In practice, area school districts are alerting families to coronavirus cases on their campuses. By policy, there’s no requirement they do so.
While school districts and counties across the country have created school-specific COVID-19 dashboards — websites detailing the number of cases in each school building — no such resource exists yet locally. That means families hoping to find out when a student or staff member becomes ill on their child’s campus must either rely on district officials to make a notification, or read about it in local media.
Small groups of students are back on some campuses, including kindergartners, students with disabilities and other vulnerable students. With COVID-19 transmission rates hitting 86.18 new cases per 100,000 residents over a two-week period, more students aren’t expected to return to classrooms until at least late October or early November.
Clark County Public Health reports 18 COVID-19 cases have been connected to public and private school campuses, and one case at Clark College, according to data provided by the agency on Wednesday.
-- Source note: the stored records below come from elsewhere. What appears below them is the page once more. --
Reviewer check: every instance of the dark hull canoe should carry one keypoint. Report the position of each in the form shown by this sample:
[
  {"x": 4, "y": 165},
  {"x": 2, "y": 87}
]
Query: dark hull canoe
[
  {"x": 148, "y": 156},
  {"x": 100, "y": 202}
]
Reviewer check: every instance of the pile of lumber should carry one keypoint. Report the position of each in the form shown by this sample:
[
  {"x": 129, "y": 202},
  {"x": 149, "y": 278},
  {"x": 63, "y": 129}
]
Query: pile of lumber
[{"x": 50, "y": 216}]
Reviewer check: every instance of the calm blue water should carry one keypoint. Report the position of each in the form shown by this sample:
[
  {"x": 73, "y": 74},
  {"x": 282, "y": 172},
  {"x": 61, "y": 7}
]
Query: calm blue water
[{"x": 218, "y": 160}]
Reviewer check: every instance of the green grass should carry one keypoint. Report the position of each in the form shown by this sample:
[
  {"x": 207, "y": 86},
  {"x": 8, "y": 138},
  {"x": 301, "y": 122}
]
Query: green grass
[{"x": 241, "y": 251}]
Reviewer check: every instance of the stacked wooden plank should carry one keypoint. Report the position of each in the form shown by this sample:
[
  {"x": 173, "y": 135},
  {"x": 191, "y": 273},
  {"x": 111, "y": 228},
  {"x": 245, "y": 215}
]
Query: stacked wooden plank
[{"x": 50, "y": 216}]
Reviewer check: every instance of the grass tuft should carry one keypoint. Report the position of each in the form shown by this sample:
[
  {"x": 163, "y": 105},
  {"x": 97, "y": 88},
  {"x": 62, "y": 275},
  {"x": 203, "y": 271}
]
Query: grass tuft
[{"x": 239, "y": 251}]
Only one of those patients, a staff member at Prairie High School who tested positive on Sept. 21, is believed to have contracted the virus on campus.
Local school officials say they’re following public health guidance in alerting families, which vary depending on individual circumstances.
Under Clark County Public Health guidelines, all people who have been close to a confirmed patient should be contacted. That means contacting everyone who spent 15 minutes or more within 6 feet of someone who has tested positive for COVID-19 or people who have been exposed in other ways, such as being sneezed or coughed on.
Whether the school makes a broader announcement – say, contacting all staff and families about a case confined to one classroom – is up to district officials. There are no mandates.
“There is no requirement for broad buildingwide notification,” said Marissa Armstrong, spokeswoman for Clark County Public Health. “My understanding, however, is that school districts intend to do those broader notifications when classes resume on campus.”
School districts in other parts of the country have created coronavirus dashboards, detailing how many students or staff have tested positive for COVID-19.
Jeffco Public Schools, Colorado’s second-largest school district, is reporting individual cases by building and grade level in an interactive graphic on its website. That district reopened for hybrid instruction in early September. Other districts, like the Madison School District in Phoenix, Ariz., are posting simple spreadsheets detailing current and recovered cases on their campuses.
In Washington, the state has not added school or district level data to its coronavirus reporting, but reports outbreaks of two or more cases by industry in its regular outbreak reports. The latest report, published Sept. 24, detailed 13 outbreaks in K-12 schools, three in the week of Sept. 13-19.
“In Washington, both education and local health decisions are made at the local level first,” said Ginny Streeter, a spokeswoman with the Washington Department of Health. “With regards to developing a dashboard … that would also be a decision made at the local level.”
Armstrong said Clark County Public Health is exploring ways to report more detailed data out of local school districts.
Bill Beville, president of the Evergreen Education Association, said he supports the idea of local school districts creating coronavirus data pages.
“Transparency is always good,” he said.
However, he said he doesn’t want teachers and families to become complacent if a case isn’t reported.
“I need my members and the staff and the (administration) to treat every day like there’s an active case in their building,” Beville said.